Il manque toujours un projet de loi contre la spéculation foncière et immobilière ou contre la rétention excessive de terrains et de biens immobiliers. Il y a bien un projet de loi sur le bail à loyer, mais qui ne prévoit pas de plafonnement des loyers lié à l’évolution des revenus. Les annonces politiques relatives à la réforme de l’impôt foncier restent vagues. Le niveau de la dotation financière pluriannuelle de l’État pour le Fonds du logement est également décevant. Son montant est totalement insuffisant pour répondre à l’urgence et soutenir ainsi massivement la construction de logements publics et l’achat public de terrains.

Le report de la réforme fiscale a été accompagné de l’annonce du gouvernement qu’aucun impôt ne serait augmenté. Des clous! Pour les contribuables faisant partie des couches inférieures et moyennes, la charge fiscale réelle augmente avec l’inflation. L’OGBL demande au gouvernement de tenir parole et d’adapter le barème fiscal en conséquence. Ceci permettrait en même temps de neutraliser la dévalorisation des crédits d’impôt.

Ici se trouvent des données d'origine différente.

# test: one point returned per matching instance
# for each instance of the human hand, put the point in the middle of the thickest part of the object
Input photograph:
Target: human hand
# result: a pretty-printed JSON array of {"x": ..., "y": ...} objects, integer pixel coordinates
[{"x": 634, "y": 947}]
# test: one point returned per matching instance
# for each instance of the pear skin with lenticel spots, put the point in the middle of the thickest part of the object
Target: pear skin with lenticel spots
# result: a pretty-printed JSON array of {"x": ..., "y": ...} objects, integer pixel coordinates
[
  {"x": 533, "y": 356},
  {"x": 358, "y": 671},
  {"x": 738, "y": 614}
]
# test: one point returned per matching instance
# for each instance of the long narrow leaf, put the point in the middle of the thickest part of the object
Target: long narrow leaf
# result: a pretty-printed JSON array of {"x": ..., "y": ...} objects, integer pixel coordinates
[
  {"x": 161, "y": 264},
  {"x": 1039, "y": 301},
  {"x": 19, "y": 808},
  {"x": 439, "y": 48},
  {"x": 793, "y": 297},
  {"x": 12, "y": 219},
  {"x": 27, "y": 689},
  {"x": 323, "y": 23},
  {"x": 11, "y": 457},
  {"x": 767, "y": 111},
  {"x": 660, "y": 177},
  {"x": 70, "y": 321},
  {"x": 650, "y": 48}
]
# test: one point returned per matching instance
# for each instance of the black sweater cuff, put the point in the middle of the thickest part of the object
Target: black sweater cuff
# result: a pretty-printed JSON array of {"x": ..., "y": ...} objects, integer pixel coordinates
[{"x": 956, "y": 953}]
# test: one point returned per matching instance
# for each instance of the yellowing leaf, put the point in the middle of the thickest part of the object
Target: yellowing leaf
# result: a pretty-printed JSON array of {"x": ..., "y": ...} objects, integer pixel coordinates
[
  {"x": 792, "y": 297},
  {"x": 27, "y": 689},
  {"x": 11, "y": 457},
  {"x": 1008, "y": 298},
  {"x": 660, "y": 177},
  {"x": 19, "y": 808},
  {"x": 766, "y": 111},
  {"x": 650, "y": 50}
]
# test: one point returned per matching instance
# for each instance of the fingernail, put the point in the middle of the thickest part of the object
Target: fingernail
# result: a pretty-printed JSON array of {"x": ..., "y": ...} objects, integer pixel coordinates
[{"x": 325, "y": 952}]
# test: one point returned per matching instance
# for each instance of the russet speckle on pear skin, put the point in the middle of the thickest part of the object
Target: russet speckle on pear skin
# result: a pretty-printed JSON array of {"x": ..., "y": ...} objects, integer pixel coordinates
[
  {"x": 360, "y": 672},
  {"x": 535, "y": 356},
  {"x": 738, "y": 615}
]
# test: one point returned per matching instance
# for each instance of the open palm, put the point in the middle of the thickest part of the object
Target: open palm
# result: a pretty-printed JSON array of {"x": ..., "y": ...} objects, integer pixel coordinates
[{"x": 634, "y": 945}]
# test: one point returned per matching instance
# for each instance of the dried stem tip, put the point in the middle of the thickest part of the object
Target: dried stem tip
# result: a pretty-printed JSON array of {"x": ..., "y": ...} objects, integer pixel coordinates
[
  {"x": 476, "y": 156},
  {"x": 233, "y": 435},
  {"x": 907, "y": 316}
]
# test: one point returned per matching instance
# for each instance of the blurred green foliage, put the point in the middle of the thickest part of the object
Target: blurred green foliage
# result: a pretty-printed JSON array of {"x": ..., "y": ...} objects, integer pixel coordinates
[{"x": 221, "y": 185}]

L’accroissement continu des inégalités sociales dans l’un des pays les plus riches du monde, l’absence de revalorisation des allocations familiales, l’absence d’augmentation structurelle du salaire social  minimum, l’explosion des prix de l’énergie, la revalorisation dérisoire de l’allocation de vie chère, le niveau problématiquement bas de la pension minimale, la réforme de la loi sur les conventions collectives qui se fait toujours attendre, et tant d’autres choses encore, complètent la liste des mesures politiques à prendre.

Pandémie ou pas, il est temps d’agir. C’est le moment!